5. Strategi Pembelajaran Partisipatori

Pembelajaran partisipatori menekankan pelibatan siswa untuk berpartisipasi dan ikut


menentukan berbagai aktivitas pembelajaran. Setiap siswa adalah subjek yang
kepentingannya perlu diperhatikan dan diakomodasi dalam proses pembelajaran. Pelibatan
siswa dalam perencanaan dan penentuan berbagai pilihan tindakan pembelajaran dapat
meningkatkan motivasi dan komitmen siswa untuk menekuni setiap tugas pembelajaran.
Disamping itu, strategi ini dapat mendorong tumbuh dan berkembangnya jiwa demokratis
serta kemampuan mengemukakan dan menerima pendapat di kalangan siswa.
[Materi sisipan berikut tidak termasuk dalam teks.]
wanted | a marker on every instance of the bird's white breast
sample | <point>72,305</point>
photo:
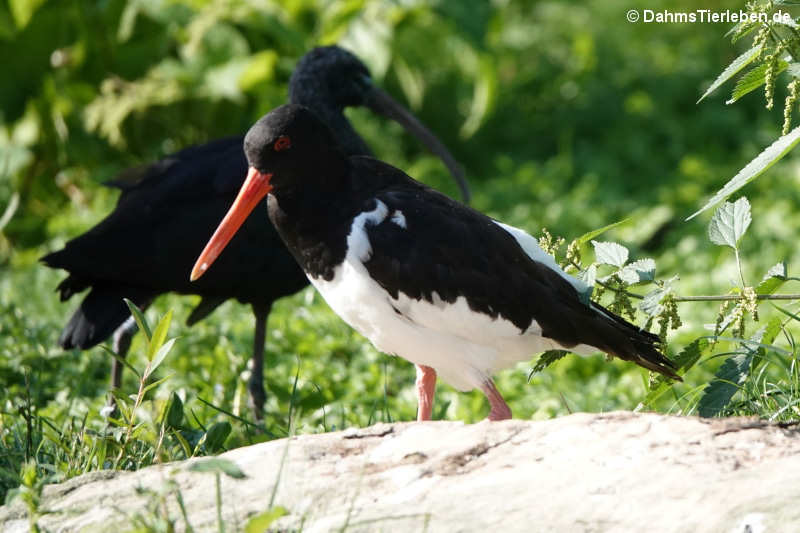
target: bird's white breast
<point>464,346</point>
Pelaksanaan pembelajaran partisipatori dapat ditempuh melalui strategi sebagai berikut:

Libatkan siswa dalam membuat perencanaan dan pilihan tindakan yang diperlukan
dalam proses pembelajaran. Misalnya, dalam memutuskan mengenai strategi umum
yang perlu ditempuh, sumber pembelajaran, cara-cara menyelesaikan tugas, bentuk
dan tugas kelompok, dsb.

Gunakan berbagai teknik, seperti brainstorming, meta-plan, diskusi kelompok


fokus untuk mendorong semua siswa mengemukakan gagasan masing-masing.

Evaluasi setiap alternatif berdasarkan kelayakan (kemampuan, sumberdaya,


waktu, fasilitas), kemudian sepakati pilihan yang dapat diterima semua pihak.
Dimungkinkan setiap individu atau kelompok memilih caranya masing-masing
untuk mencapai tujuan sepanjang berkontribusi pada pencapaian tujuan
pembelajaran.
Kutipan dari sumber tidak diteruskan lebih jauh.